Chapter 104
Family-Centered Care and Communication with Families of Intensive Care Unit Patients
Family-centered rounds are a component of the broader concept of family-centered care, the key elements of which are an authentic partnership between the health care providers and the patient/family based on mutual respect, trust, open communication and information sharing, collaboration, and shared decision-making. Developed initially in the context of care for chronically ill pediatric patients, family-centered care has now been widely endorsed as a core competency for health care providers by numerous health care organizations and institutions including the Institute of Medicine, professional nursing and physician societies, and accrediting agencies for health care organizations and graduate medical education. Other resources and skills to provide family-centered care include palliative and end-of-life care (see Chapter 102), teamwork and ICU organization focused on patient and family care (see Chapter 103), cultural competency (see Chapter 105), and family-friendly practices such as liberal visitation policies.
Having the family join daily work rounds provides a structure and process that can enhance effective communication between health care providers and the patient and the patient’s family. This approach has a number of important potential benefits (Box 104.1) that contribute to the goal of promoting high-quality, patient-centered, and family-centered care as well as minimizing the long-term neuropsychological distress incurred by family members of critically ill patients.

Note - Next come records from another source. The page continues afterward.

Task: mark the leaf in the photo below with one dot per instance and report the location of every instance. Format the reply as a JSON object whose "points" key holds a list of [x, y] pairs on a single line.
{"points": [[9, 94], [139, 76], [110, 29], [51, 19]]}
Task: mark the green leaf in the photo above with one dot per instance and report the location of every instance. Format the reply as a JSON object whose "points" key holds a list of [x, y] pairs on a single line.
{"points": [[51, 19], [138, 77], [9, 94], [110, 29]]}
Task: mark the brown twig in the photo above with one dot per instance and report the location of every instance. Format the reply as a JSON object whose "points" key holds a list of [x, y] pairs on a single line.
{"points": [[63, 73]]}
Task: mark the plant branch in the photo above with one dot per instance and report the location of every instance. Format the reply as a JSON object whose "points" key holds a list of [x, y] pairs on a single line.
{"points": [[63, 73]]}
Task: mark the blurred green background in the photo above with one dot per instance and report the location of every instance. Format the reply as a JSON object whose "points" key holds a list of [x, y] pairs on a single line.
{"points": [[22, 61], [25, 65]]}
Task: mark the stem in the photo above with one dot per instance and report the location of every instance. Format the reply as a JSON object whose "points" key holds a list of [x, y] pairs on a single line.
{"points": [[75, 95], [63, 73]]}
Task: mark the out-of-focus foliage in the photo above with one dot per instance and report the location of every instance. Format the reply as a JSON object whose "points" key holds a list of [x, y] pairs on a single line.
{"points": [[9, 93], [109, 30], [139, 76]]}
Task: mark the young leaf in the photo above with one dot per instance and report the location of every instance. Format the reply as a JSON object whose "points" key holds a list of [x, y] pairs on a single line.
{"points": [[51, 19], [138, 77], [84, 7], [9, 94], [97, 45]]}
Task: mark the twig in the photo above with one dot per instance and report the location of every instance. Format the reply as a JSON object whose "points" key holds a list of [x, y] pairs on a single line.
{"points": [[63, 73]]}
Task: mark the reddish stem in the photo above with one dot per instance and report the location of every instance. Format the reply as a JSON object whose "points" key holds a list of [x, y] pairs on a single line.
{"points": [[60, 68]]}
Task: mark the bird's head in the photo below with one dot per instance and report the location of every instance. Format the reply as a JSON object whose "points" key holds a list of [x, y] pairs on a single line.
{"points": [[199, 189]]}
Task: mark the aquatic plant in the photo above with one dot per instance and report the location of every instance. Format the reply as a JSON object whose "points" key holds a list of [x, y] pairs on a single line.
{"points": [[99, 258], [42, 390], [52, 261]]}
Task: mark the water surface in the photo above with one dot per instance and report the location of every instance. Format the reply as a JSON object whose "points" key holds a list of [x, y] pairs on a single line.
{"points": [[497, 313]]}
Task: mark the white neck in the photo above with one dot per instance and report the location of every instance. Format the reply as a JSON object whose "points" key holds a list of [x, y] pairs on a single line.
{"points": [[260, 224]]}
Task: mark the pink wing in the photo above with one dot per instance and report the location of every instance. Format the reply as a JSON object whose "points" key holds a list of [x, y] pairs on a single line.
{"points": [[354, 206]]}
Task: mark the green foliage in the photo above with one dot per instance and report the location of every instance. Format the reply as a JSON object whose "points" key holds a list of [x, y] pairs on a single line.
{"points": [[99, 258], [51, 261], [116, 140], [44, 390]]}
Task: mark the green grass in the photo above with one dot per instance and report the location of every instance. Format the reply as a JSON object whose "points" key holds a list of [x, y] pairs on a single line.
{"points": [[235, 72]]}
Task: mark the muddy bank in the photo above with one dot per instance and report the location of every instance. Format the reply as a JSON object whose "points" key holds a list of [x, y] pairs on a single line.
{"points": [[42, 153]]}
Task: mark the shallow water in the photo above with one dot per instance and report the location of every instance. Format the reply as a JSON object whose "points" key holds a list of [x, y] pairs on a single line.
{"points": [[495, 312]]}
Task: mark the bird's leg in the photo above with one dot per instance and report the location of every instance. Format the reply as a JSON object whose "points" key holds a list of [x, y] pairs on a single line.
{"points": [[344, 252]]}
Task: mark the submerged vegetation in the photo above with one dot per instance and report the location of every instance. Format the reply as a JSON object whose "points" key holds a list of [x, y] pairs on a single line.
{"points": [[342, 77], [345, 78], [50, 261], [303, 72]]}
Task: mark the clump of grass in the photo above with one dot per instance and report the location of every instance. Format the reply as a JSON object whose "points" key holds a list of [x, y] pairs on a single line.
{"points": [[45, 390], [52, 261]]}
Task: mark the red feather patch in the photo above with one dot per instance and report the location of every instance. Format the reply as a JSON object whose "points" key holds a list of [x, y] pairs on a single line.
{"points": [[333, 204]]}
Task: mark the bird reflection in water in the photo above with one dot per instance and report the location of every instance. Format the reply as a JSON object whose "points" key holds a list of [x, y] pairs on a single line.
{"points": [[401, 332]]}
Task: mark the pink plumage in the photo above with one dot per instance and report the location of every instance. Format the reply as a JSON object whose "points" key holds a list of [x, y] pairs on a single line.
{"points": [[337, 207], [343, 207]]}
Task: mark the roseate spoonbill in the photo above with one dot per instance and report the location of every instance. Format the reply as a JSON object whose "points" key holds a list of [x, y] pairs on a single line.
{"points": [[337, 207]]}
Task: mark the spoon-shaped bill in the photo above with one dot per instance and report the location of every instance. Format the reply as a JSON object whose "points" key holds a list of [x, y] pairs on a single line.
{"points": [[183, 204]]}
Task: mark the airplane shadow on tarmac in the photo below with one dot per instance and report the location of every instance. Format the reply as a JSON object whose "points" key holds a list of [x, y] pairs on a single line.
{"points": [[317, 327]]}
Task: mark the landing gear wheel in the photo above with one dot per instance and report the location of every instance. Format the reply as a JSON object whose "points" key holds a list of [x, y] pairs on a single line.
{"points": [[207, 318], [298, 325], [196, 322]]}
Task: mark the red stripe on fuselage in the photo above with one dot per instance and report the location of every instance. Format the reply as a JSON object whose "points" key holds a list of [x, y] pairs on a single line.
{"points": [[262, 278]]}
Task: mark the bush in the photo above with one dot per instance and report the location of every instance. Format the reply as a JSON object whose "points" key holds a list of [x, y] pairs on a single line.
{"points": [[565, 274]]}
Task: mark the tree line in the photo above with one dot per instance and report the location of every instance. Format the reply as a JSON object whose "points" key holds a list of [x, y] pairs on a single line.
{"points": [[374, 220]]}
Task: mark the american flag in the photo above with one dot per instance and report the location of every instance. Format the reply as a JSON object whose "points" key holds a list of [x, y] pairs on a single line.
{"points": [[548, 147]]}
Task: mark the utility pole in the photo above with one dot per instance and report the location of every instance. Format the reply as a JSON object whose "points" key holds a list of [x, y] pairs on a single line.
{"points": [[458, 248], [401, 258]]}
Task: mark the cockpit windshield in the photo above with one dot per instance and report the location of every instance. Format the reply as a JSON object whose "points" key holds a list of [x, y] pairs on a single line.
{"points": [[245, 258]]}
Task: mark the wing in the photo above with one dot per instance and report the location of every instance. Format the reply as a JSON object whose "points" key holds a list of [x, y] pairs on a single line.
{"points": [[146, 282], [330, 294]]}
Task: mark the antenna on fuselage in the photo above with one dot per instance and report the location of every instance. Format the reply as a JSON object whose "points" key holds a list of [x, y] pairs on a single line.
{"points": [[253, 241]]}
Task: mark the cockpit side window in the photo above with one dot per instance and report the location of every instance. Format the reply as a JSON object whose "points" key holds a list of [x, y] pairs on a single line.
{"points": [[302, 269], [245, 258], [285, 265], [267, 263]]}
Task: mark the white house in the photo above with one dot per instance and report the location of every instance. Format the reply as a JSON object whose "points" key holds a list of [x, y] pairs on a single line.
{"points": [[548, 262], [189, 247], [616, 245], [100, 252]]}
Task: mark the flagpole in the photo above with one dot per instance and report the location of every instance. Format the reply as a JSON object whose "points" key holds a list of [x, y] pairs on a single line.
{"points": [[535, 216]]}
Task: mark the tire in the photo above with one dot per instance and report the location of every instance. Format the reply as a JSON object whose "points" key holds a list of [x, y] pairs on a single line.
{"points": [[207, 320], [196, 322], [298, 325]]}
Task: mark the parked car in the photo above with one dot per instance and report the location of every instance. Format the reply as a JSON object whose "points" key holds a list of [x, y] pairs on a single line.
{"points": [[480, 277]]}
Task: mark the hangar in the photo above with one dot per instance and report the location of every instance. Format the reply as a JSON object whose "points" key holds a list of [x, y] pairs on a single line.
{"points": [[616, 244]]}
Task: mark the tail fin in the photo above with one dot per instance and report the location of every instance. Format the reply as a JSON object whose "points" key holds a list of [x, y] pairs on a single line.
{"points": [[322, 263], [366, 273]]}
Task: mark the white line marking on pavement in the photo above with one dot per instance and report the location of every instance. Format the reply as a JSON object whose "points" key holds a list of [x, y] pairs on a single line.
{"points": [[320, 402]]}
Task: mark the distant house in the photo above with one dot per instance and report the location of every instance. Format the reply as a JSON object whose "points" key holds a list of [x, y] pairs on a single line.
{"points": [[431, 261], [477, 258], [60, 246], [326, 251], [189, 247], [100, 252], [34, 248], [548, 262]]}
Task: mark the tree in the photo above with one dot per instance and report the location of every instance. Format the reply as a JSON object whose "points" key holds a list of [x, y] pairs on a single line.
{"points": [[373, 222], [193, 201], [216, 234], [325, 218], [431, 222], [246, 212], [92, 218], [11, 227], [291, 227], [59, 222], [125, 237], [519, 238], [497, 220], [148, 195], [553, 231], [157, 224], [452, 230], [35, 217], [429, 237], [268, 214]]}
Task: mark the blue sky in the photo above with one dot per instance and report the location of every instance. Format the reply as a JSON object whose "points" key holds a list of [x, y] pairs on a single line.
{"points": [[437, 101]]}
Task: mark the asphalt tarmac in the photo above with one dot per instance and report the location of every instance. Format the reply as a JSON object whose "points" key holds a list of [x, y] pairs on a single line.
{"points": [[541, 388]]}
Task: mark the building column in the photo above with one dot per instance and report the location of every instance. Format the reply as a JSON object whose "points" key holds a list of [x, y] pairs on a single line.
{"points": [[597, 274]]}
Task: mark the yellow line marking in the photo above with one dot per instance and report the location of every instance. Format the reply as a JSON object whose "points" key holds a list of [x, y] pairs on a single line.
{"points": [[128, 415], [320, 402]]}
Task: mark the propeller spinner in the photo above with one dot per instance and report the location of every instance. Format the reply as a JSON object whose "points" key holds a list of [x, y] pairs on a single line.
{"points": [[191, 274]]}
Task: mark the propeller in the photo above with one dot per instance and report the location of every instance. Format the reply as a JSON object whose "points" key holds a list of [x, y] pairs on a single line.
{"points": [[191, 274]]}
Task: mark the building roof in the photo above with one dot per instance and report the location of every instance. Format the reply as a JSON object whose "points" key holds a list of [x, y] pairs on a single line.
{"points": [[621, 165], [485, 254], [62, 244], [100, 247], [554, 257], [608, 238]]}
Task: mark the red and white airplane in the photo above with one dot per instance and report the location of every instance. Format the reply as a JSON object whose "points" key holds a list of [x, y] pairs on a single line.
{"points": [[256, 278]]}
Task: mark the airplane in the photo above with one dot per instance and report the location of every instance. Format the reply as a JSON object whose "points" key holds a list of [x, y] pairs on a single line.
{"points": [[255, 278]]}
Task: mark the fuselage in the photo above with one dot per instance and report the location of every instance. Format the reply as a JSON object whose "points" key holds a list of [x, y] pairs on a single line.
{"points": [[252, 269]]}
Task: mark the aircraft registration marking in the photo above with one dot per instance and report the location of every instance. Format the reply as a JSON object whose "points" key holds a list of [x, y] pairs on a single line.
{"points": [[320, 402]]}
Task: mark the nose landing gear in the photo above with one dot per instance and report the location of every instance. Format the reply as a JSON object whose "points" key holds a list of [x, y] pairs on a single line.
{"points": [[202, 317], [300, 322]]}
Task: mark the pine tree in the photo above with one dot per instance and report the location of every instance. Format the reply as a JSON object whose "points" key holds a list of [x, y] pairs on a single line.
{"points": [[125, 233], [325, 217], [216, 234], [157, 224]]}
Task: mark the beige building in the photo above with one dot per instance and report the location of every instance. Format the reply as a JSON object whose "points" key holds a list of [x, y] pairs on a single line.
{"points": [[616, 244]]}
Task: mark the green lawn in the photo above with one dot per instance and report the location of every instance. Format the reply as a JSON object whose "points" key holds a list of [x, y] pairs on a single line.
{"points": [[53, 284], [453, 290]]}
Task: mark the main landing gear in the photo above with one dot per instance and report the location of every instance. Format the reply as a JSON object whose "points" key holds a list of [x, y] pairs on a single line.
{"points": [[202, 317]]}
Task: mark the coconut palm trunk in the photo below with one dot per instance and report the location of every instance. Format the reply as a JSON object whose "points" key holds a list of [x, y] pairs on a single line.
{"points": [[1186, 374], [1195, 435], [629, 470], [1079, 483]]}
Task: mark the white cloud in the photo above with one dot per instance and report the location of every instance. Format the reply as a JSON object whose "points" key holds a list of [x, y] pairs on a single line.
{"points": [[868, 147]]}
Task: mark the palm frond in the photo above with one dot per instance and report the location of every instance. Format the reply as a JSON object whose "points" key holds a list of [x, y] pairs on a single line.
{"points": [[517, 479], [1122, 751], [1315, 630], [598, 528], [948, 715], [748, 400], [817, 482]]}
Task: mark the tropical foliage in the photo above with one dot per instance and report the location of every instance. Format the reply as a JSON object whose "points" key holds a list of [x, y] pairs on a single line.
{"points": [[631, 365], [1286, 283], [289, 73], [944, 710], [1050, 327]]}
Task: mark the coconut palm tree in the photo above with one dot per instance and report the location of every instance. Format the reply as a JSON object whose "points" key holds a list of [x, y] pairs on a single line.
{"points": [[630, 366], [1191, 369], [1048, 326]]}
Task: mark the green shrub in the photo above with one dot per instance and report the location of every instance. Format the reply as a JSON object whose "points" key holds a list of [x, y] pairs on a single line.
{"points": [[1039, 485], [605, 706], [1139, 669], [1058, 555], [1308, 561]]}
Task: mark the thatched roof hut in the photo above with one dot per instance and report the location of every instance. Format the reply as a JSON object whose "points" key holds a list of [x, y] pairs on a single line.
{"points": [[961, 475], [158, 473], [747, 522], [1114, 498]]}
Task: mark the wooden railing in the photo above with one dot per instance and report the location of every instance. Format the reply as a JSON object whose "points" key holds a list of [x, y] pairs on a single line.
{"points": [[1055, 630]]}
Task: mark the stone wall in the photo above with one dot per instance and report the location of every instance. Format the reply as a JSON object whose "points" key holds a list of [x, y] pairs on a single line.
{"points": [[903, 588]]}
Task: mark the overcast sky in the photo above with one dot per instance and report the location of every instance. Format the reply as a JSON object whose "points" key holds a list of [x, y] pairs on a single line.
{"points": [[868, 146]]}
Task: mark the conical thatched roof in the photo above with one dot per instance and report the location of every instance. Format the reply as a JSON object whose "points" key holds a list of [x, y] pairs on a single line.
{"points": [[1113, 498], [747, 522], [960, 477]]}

An Overview of Family-Centered Rounds
Family-centered rounds, initially introduced into pediatric care in the early 2000s, are now increasingly more common in adult critical care medicine. However, the proportion of adult ICUs in the United States to have adopted this approach is unknown. Likewise, relatively few studies have examined the effects of family-centered rounds on patient outcomes or family satisfaction, with most of the data being drawn from the pediatric experience. Consequently, it is important to exercise caution when extrapolating the published data to the practice of adult critical care, particularly in light of the fact that ICU mortality is substantially lower in pediatric populations. Despite these limitations, one can conclude that the family’s participation in rounds often provides new and relevant information about the patient without significantly lengthening the duration of rounds, improves communication between clinicians and family members, and is associated with higher levels of family and staff satisfaction. Further, the data suggest that family members, when appropriately coached, are able to accept and adjust to the expectations and culture of multidisciplinary ICU rounds. A number of elements have been reported to enhance the quality of the family’s experience while participating in rounds, and these have been incorporated into the recommendations in Box 104.2.